The payment will also be available to adopting parents and parents in same-sex couples who share the role of caring for a child born or adopted from January 1, 2013. It is also means tested – fathers must earn less than $150,000 per annum in the previous financial year.

Families Minister Jenny Macklin, suggests that the new entitlement is a “’use it or lose it’ provision to encourage fathers and other partners to take some time off, and signals to employers that a father’s role in caring for a new baby is important.”

The Productivity Commission recommended providing paid leave for dads, arguing it would reduce the financial and emotional pressure on families and sends a strong signal that taking time out of the paid workforce to care for children was part of the usual course of life.

It also signals a shift in perception surrounding flexibility for men in the workplace.

Nevertheless, flexibility is most often thought of in terms a women’s role juggling her family and her career.  Not as much reverence is given to male workers who want to take time off to support their child at a cricket match or take a sick child to the doctor.

The effect of inflexible workplaces on men has been largely overlooked, inspiring a new report, Men Get Flexible! Mainstreaming Flexible Work in Australian Business.

The report highlights that men are burdened by the prospect of balancing their work and family/personal obligations. They are reticent to ask for flexibility, fearing that it will negatively affect their career prospects.
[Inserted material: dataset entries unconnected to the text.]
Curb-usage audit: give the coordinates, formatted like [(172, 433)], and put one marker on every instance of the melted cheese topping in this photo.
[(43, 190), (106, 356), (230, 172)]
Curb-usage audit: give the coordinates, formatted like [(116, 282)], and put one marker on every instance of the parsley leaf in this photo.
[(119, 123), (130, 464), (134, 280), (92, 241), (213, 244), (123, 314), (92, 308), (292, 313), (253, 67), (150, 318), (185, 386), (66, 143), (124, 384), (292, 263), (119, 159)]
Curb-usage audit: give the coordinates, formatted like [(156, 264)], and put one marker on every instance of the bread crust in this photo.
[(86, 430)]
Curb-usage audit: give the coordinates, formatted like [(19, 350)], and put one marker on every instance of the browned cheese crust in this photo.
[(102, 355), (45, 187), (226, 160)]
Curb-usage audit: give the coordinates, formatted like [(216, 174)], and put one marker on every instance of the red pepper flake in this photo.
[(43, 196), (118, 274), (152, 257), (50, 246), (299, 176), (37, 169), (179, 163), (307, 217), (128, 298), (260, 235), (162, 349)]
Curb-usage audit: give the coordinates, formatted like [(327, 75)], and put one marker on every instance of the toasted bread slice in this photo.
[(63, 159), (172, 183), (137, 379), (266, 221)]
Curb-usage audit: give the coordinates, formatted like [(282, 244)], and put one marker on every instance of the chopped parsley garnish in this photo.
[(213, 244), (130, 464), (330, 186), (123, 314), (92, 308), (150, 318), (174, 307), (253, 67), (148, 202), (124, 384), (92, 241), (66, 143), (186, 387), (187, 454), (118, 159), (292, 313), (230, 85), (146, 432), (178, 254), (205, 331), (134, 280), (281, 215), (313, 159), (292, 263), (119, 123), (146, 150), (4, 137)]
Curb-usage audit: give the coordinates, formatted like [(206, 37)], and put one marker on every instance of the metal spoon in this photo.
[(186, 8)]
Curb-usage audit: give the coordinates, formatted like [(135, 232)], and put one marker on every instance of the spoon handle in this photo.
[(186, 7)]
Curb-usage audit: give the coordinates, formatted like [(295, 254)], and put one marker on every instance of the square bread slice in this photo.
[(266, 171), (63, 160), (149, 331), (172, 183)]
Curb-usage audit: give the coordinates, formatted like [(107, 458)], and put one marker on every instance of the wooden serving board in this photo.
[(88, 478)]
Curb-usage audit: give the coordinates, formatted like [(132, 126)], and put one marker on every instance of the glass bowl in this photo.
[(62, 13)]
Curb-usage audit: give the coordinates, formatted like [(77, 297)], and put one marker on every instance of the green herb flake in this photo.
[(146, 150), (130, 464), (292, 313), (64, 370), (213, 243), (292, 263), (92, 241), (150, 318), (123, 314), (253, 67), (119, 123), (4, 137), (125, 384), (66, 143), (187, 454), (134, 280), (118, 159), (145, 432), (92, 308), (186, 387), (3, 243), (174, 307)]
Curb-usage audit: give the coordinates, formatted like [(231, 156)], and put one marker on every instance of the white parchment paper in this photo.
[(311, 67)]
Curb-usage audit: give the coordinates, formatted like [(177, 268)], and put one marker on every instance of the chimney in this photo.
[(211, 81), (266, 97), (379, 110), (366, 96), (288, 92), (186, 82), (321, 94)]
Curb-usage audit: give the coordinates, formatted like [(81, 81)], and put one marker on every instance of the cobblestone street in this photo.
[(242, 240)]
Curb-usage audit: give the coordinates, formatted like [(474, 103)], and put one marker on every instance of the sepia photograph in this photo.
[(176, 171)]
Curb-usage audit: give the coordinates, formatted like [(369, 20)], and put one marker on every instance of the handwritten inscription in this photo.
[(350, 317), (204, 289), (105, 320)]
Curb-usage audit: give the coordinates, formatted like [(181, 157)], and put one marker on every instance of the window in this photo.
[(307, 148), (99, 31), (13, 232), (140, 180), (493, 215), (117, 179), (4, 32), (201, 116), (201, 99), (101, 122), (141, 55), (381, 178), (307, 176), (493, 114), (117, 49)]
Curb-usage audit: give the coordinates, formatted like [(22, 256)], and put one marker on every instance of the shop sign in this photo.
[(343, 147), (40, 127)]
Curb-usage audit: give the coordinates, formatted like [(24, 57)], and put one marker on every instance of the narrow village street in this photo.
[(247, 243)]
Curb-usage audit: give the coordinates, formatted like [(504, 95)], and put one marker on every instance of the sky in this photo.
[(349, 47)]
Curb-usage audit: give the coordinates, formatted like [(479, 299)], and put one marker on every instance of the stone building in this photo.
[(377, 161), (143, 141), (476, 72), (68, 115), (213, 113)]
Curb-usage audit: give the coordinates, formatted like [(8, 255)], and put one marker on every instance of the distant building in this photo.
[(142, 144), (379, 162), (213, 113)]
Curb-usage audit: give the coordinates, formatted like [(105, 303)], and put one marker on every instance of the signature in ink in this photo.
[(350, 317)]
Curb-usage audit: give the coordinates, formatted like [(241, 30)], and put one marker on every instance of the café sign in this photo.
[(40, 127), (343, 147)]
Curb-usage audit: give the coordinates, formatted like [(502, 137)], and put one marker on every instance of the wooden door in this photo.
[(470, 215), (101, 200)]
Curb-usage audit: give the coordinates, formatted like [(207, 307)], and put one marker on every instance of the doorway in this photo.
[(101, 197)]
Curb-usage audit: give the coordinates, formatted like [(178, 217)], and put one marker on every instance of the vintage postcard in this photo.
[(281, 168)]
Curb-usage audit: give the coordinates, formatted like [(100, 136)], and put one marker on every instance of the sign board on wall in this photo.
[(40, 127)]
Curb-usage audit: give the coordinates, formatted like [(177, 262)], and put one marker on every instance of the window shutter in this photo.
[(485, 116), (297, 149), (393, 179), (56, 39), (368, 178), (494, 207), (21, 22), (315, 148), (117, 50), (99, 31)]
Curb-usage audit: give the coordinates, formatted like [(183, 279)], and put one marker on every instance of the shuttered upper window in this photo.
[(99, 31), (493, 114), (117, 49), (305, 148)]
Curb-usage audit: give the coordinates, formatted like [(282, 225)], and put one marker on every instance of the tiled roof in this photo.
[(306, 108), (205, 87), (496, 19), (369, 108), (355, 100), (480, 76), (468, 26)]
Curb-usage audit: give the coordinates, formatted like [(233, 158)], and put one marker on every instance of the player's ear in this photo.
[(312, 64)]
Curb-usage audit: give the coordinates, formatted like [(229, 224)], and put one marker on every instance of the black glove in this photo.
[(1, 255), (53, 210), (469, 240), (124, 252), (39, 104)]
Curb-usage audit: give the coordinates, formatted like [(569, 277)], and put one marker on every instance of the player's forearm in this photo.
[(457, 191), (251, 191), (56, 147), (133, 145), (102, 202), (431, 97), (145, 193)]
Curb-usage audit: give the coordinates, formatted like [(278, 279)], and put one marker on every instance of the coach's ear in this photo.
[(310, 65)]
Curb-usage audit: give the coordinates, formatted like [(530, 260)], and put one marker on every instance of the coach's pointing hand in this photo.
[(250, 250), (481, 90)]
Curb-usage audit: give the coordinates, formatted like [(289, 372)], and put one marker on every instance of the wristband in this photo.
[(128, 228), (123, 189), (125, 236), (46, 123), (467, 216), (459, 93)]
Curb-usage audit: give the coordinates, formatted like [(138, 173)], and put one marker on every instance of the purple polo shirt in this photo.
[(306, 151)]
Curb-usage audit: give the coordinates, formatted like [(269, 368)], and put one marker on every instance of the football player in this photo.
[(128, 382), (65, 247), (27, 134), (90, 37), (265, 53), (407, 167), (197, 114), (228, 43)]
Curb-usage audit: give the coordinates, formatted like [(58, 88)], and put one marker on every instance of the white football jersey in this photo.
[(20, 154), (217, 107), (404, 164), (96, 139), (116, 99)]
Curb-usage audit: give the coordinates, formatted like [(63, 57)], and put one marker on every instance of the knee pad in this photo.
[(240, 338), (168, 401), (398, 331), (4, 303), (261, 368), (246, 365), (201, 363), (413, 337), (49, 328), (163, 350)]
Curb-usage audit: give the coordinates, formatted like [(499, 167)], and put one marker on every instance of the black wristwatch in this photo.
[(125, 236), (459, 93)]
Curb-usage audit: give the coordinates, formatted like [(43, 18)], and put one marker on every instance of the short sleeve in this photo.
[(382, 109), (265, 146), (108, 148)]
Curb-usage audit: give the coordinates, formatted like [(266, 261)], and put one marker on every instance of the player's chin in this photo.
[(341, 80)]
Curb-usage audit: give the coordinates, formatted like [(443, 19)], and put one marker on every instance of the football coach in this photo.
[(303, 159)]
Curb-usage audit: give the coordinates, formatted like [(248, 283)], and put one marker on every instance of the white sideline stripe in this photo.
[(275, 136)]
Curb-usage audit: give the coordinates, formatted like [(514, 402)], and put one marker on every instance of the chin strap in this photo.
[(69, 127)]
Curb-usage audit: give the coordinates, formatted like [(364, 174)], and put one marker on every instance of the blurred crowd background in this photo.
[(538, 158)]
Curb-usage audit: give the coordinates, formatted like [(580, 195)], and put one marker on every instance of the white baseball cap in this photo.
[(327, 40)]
While 79% of young fathers would prefer to choose their start and finish times, only 41% actually do. Similarly, 79% of young fathers prefer to work a compressed work week, but only 24% do.

The report also indicates that 18% of men have seriously considered leaving their jobs because of a lack of flexibility. This figure increased to 37% for young fathers.

This makes sense given that only a small number of male leaders have engaged in flexible work arrangements in a meaningful way, thus proving that success and flexible work can coexist.

Despite this, having the flexibility to manage their family/personal life was in the top five job characteristics for all men, while for younger fathers it was the third most highly valued job characteristic.

As we know, flexibility drives productivity. A recent Regus report suggests that flexible ways of working are becoming more the norm as businesses and employees enjoy the personal and commercial benefits these practices afford.

Business managers across the globe report that staff have a better work/life balance and are more energized and motivated as a result of flexible working. It has thus become a key talent retention tool.

The Regus report provides hard evidence that businesses globally are convinced that flexible work helps companies overcome barriers for growth. The majority, 72%, of global businesses report that increased productivity is a direct result of flexible working practices.

However, if male leaders persist in not engaging in flexible work options for themselves, the implication is unmistakable: Only employees who spend long hours in the office will thrive.

Nareen Young, chief executive of Diversity Council Australia, says more men (64%) are now part of dual-earner families, which means they are expected to be more involved in parenting. On top of parenting responsibilities, 31% of men have elder care commitments.

With regard to employers, Young says, “flexible working arrangements should be standard practice, rather than merely the domain of mothers with young children.”

Thus, organisations need to promote and encourage an organisational culture that is more supportive of flexible work for men, coupled with a durable approach beyond parental leave.

As males disproportionately claim leadership positions, it is essential that they are involved in guiding organisational change with regards to flexibility.